The gap isn't awareness. It's process. Only 12.5% of web practitioners received formal accessibility education (WebAIM, 2021). Most developers learn on the job, one failed audit at a time. This guide covers the full testing lifecycle: automated scanning, manual review, assistive technology, and CI/CD integration. No theory without practice. Every section includes something you can ship this week.
For a focused comparison of specific tools, see our guide to comparing accessibility testing tools.

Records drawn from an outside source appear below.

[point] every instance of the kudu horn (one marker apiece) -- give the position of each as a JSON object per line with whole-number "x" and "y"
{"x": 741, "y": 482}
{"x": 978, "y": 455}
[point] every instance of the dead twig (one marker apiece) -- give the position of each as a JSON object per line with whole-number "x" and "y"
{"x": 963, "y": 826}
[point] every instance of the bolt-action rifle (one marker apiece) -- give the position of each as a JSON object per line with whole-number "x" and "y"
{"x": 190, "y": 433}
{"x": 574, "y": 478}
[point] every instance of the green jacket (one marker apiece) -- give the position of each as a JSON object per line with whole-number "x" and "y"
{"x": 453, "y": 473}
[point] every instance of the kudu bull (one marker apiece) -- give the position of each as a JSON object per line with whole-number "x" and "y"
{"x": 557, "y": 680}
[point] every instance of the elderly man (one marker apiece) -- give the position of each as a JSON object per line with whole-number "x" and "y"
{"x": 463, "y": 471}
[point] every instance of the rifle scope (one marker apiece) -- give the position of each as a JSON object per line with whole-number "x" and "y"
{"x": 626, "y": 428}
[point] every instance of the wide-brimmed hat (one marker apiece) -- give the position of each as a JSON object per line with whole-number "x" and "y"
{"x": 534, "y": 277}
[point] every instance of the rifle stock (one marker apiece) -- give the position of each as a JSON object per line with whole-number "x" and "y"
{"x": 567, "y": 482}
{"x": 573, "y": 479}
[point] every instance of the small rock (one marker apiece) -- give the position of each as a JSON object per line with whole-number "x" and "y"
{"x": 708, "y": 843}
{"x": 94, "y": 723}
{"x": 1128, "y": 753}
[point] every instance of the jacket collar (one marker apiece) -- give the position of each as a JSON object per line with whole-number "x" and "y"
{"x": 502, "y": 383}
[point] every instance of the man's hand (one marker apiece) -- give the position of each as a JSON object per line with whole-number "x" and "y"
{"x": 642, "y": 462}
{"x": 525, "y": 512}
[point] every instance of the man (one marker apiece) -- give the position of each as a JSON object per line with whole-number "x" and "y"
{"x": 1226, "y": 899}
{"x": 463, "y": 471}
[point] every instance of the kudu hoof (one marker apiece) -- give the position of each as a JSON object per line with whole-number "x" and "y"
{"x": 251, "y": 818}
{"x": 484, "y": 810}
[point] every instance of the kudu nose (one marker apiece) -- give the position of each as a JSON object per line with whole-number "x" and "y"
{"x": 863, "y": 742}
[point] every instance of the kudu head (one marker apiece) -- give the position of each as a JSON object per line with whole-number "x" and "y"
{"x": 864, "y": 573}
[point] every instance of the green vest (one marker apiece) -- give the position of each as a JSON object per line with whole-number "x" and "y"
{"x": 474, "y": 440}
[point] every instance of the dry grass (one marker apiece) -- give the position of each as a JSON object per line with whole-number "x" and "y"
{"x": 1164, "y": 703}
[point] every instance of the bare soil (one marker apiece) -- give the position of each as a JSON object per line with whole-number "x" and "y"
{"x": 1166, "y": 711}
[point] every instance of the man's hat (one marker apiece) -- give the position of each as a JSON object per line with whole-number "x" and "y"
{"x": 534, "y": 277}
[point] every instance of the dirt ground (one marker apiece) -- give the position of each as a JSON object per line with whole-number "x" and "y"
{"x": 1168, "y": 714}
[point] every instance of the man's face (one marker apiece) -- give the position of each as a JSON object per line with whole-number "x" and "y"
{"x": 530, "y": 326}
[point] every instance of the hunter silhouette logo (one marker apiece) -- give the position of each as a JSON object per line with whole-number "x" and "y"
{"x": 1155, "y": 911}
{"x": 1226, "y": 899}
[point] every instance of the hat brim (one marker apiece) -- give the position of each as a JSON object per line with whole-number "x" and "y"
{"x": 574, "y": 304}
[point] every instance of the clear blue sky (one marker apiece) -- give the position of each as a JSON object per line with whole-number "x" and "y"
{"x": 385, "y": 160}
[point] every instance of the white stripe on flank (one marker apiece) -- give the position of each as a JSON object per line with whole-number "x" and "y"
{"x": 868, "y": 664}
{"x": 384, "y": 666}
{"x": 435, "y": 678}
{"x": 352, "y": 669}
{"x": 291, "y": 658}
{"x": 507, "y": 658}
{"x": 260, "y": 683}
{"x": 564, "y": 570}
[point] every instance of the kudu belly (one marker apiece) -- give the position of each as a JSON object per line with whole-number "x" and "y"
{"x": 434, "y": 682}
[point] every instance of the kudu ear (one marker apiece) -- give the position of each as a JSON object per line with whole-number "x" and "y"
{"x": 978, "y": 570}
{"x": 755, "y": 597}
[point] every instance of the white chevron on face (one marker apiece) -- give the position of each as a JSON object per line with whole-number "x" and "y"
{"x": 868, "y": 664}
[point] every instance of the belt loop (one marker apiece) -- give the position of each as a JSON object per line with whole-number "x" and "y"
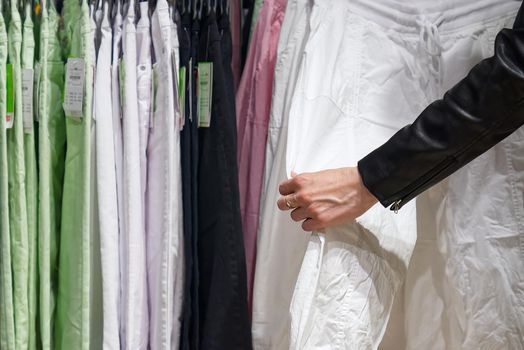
{"x": 431, "y": 45}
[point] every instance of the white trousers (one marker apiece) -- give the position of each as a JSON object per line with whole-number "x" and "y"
{"x": 134, "y": 285}
{"x": 144, "y": 80}
{"x": 382, "y": 65}
{"x": 164, "y": 192}
{"x": 281, "y": 242}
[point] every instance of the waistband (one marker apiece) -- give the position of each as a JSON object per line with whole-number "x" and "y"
{"x": 447, "y": 15}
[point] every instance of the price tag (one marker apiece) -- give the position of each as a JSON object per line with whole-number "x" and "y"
{"x": 122, "y": 84}
{"x": 10, "y": 101}
{"x": 205, "y": 93}
{"x": 74, "y": 88}
{"x": 36, "y": 91}
{"x": 27, "y": 99}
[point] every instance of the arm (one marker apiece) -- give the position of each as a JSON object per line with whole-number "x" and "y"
{"x": 476, "y": 114}
{"x": 480, "y": 111}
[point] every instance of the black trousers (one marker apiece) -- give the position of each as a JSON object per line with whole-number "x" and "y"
{"x": 224, "y": 320}
{"x": 189, "y": 159}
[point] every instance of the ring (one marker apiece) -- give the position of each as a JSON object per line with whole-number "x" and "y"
{"x": 287, "y": 203}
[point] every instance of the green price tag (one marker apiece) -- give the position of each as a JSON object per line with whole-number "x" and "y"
{"x": 205, "y": 93}
{"x": 10, "y": 103}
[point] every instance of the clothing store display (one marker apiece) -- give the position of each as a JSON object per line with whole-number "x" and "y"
{"x": 280, "y": 241}
{"x": 144, "y": 80}
{"x": 31, "y": 179}
{"x": 135, "y": 315}
{"x": 7, "y": 331}
{"x": 222, "y": 272}
{"x": 458, "y": 102}
{"x": 74, "y": 278}
{"x": 143, "y": 144}
{"x": 467, "y": 260}
{"x": 164, "y": 201}
{"x": 253, "y": 110}
{"x": 16, "y": 176}
{"x": 189, "y": 160}
{"x": 257, "y": 7}
{"x": 235, "y": 14}
{"x": 107, "y": 186}
{"x": 51, "y": 163}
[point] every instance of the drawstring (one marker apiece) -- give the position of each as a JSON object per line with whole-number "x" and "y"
{"x": 430, "y": 43}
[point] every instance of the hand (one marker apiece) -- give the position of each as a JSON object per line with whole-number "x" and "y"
{"x": 325, "y": 198}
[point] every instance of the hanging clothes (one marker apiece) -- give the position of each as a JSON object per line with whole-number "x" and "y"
{"x": 31, "y": 180}
{"x": 144, "y": 81}
{"x": 272, "y": 293}
{"x": 51, "y": 163}
{"x": 164, "y": 228}
{"x": 178, "y": 300}
{"x": 467, "y": 263}
{"x": 222, "y": 283}
{"x": 7, "y": 331}
{"x": 118, "y": 142}
{"x": 107, "y": 187}
{"x": 134, "y": 280}
{"x": 17, "y": 185}
{"x": 74, "y": 291}
{"x": 189, "y": 162}
{"x": 235, "y": 15}
{"x": 253, "y": 110}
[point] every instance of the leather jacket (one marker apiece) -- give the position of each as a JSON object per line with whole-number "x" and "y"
{"x": 476, "y": 114}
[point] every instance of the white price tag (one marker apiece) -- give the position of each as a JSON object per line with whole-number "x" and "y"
{"x": 205, "y": 93}
{"x": 27, "y": 99}
{"x": 74, "y": 88}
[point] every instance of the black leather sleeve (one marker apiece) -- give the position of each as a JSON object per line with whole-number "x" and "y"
{"x": 477, "y": 113}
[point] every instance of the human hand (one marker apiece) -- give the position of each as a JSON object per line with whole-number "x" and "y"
{"x": 325, "y": 198}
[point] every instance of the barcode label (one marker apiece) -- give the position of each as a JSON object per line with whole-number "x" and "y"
{"x": 205, "y": 93}
{"x": 74, "y": 88}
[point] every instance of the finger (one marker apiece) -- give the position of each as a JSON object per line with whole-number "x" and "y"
{"x": 299, "y": 214}
{"x": 288, "y": 187}
{"x": 281, "y": 204}
{"x": 310, "y": 225}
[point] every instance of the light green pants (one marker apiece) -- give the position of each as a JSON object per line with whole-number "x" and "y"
{"x": 51, "y": 158}
{"x": 31, "y": 181}
{"x": 73, "y": 310}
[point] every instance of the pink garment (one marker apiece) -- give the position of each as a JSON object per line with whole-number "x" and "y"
{"x": 253, "y": 105}
{"x": 235, "y": 13}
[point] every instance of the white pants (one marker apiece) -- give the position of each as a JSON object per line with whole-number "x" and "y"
{"x": 281, "y": 242}
{"x": 382, "y": 65}
{"x": 464, "y": 289}
{"x": 134, "y": 285}
{"x": 107, "y": 189}
{"x": 164, "y": 192}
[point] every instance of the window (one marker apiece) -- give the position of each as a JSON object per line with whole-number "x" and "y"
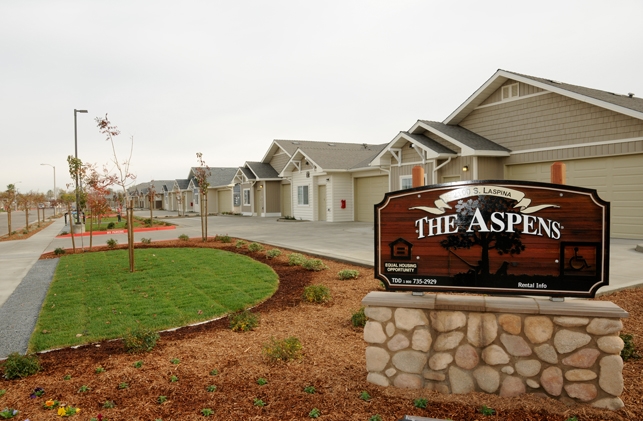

TL;DR: Automated tools catch 57% of accessibility issues by volume (Deque, 2021). Pair them with keyboard testing, screen reader checks, and CI/CD gating to reach 85%+ detection coverage. Start with axe-core in your test suite, add manual testing to your sprint cycle, and never treat a passing Lighthouse score as proof of compliance.
What Is Web Accessibility Testing?
Web accessibility testing checks whether people with disabilities can perceive, operate, and understand your website. The Web Content Accessibility Guidelines (WCAG) define 87 success criteria across four principles — perceivable, operable, understandable, and conformable — with version 2.2 adding 9 new criteria in 2023 (W3C, 2023).
Testing happens at three levels. Each catches different problems.
Automated Testing
Automated scans run axe-core or similar engines against the rendered DOM. They catch structural issues: missing alt text, broken form labels, low contrast, invalid ARIA. This is the fastest feedback loop, and it's free. The top tools — axe plugins (64%), browser DevTools (63.9%), and WAVE (53%) — are all available at no cost (WebAIM, 2021).
For a detailed comparison of scanning tools, see our guide to comparing accessibility testing tools.
Manual Testing
Manual testing covers what automation can't see. Can you tab through every interactive element? Does focus order make logical sense? Are error messages clear? Do timeouts give users enough time? These questions require a human evaluating the experience.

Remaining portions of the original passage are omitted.